The renderer implementation lives in **[[`src/api/pagerenderer.cpp`](https://github.com/tesseract-ocr/tesseract/blob/main/src/api/pagerenderer.cpp)](https://github.com/tesseract-ocr/tesseract/blob/main/src/api/pagerenderer.cpp)**, and the factory functions are exposed in the C API (`TessPDFRendererCreate`, etc.).

## Summary

- **Tesseract’s core engine processes single images**, but the API layer in [`src/api/baseapi.cpp`](https://github.com/tesseract-ocr/tesseract/blob/main/src/api/baseapi.cpp) provides `ProcessPages`, `ProcessPagesMultipageTiff`, and `ProcessPage` to handle multi-page documents.
- **Input format detection** happens in `ProcessPagesInternal`, which routes TIFFs to specialized multi-page handlers and single images directly to `ProcessPage`.
- **The per-page pipeline** consists of `SetImage`, `AnalyseLayout`, `Recognize`, optional retry logic, and renderer output, all encapsulated in `ProcessPage`.
- **Manual iteration** using `pixReadFromMultipageTiff` and `ProcessPage` gives you fine-grained control over memory, error handling, and custom output formats.
- **Renderers** (`TessPDFRenderer`, etc.) automate multi-page output generation when passed to high-level methods.

## Frequently Asked Questions

### How does Tesseract handle memory between pages when processing multi-page documents?

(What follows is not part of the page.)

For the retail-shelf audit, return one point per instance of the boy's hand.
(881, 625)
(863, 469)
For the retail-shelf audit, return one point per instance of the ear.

Tesseract initializes the `TessBaseAPI` object once, loading language models and dictionaries into memory that persist across page iterations. For each page, `SetImage` copies the new `Pix` data into the internal `Thresholder`, while the previous page's image data is released via `pixDestroy`. The recognition results (`PAGE_RES`) are regenerated for each call to `ProcessPage`, ensuring no cross-page contamination while maintaining efficient memory reuse for the engine state.

### Can I process PDF documents directly using the page-by-page API?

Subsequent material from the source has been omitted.